You can’t get in a hurry you have to wait until the fall to the ground ensuring they are ripe and ready to eat. “Pick and eat a persimmon off a tree once and you’ll never do it again, ” says Mark Bryant.
Lovers of persimmons have a brief window of opportunity to collect them because it is only now, during the months of September and October, that they’re ripe enough to eat. Persimmons must never be picked from the tree. They must only be eaten after they have fallen. This way you’re assured of them being at their height of ripeness. The most ardent eaters of persimmons boarder on fanaticism. It’s not uncommon to find people who will collect fallen persimmons, squeeze the pulp out of them and then freeze the pulp so they can enjoy all things persimmon year round – persimmon pudding, persimmon pie, and persimmon cake… just to name a few. Looking for a great recipe? Give this a try.

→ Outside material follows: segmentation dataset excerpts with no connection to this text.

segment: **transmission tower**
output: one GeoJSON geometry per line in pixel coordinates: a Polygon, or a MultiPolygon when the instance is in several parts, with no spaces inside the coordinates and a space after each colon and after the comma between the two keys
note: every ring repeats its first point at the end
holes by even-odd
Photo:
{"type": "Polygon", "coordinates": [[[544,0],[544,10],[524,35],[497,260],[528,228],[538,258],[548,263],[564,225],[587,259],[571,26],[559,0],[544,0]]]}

Persimmon Pudding recipe by Jonna Pendarton
2 cups of persimmon pulp
2 cups sugar
1 1/2 cups buttermilk
1 cup milnot
pinch of salt
2 large eggs 1 tsp cinnamon
1/4 cup butter
1tsp baking powder
Mix pulp and sugar. Add beaten eggs and mix well. Add soda to buttermilk and stir and set aside. Sift dry ingredients together ( flour, salt, baking powder and cinnamon) Add buttermilk to pulp mixture and mix well. Then add flour to mixture and beat well. Add milnot and vanilla and beat well. Melt butter in 9X13 glass cake pan. Pour melter butter into the batter leaving enough to grease pan. Beat well. Pour into pan and bake 55min at 325 degrees.